NORWALK, Conn. — Great Northern Nekoosa Corp. Chairman William R. Laidig, who was defeated as he tried to thwart Georgia-Pacific Corp.’s hostile takeover, left the company Friday with a “golden parachute” severance package worth millions of dollars.
Laidig’s departure from the paper giant came roughly a month before Atlanta-based Georgia-Pacific hopes to complete its merger.
“He put out a letter to employees saying that he agreed to help during the transition and had done that to the point it was most productive,” Great Northern spokesman Stephen M. Hill said.
Hill referred questions on Laidig’s plans to Laidig, who was said to be busy in a meeting early Friday and unavailable for comment. Laidig did not immediately return reporters’ phone calls.

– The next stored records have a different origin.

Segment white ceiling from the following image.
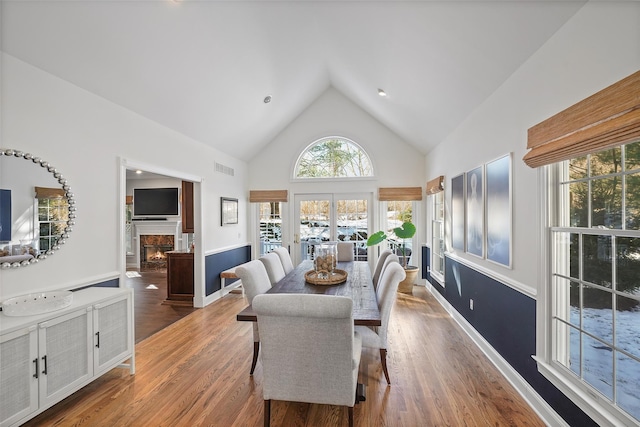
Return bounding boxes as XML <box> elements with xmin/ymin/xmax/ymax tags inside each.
<box><xmin>1</xmin><ymin>0</ymin><xmax>585</xmax><ymax>160</ymax></box>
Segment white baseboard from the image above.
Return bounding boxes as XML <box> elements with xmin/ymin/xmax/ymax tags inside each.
<box><xmin>426</xmin><ymin>283</ymin><xmax>569</xmax><ymax>427</ymax></box>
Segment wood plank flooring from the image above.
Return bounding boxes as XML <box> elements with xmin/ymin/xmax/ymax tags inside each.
<box><xmin>127</xmin><ymin>269</ymin><xmax>196</xmax><ymax>344</ymax></box>
<box><xmin>25</xmin><ymin>286</ymin><xmax>544</xmax><ymax>427</ymax></box>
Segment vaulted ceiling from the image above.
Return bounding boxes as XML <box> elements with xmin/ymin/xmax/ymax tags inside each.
<box><xmin>1</xmin><ymin>0</ymin><xmax>585</xmax><ymax>160</ymax></box>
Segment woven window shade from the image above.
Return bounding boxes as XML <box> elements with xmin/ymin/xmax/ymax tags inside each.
<box><xmin>427</xmin><ymin>175</ymin><xmax>444</xmax><ymax>194</ymax></box>
<box><xmin>523</xmin><ymin>71</ymin><xmax>640</xmax><ymax>168</ymax></box>
<box><xmin>378</xmin><ymin>187</ymin><xmax>422</xmax><ymax>202</ymax></box>
<box><xmin>249</xmin><ymin>190</ymin><xmax>289</xmax><ymax>203</ymax></box>
<box><xmin>35</xmin><ymin>187</ymin><xmax>64</xmax><ymax>199</ymax></box>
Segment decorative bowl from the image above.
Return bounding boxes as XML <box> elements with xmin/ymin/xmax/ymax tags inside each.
<box><xmin>2</xmin><ymin>291</ymin><xmax>73</xmax><ymax>316</ymax></box>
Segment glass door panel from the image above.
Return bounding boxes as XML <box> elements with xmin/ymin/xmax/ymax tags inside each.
<box><xmin>335</xmin><ymin>199</ymin><xmax>369</xmax><ymax>261</ymax></box>
<box><xmin>293</xmin><ymin>193</ymin><xmax>371</xmax><ymax>263</ymax></box>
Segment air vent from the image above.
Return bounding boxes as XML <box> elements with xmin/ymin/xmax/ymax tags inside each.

Georgia-Pacific issued a statement that said Laidig probably will be replaced by Ronald P. Hogan, Great Northern vice chairman and Georgia-Pacific president and chief operating officer.
After Georgia-Pacific initiated its unsolicited takeover attempt last fall, the Great Northern board approved a sweetened package that calls for Laidig to get three times his base salary plus his highest annual bonus of the last three years.
The company’s 1989 proxy statement listed Laidig’s salary at $707,000 a year.
Laidig had been chairman, chief executive officer and president of Great Northern since 1984.
News of Laidig’s departure had slipped out earlier this year in a news conference held in Portland, Maine, by Georgia-Pacific Executive Vice President A.D. “Pete” Correll.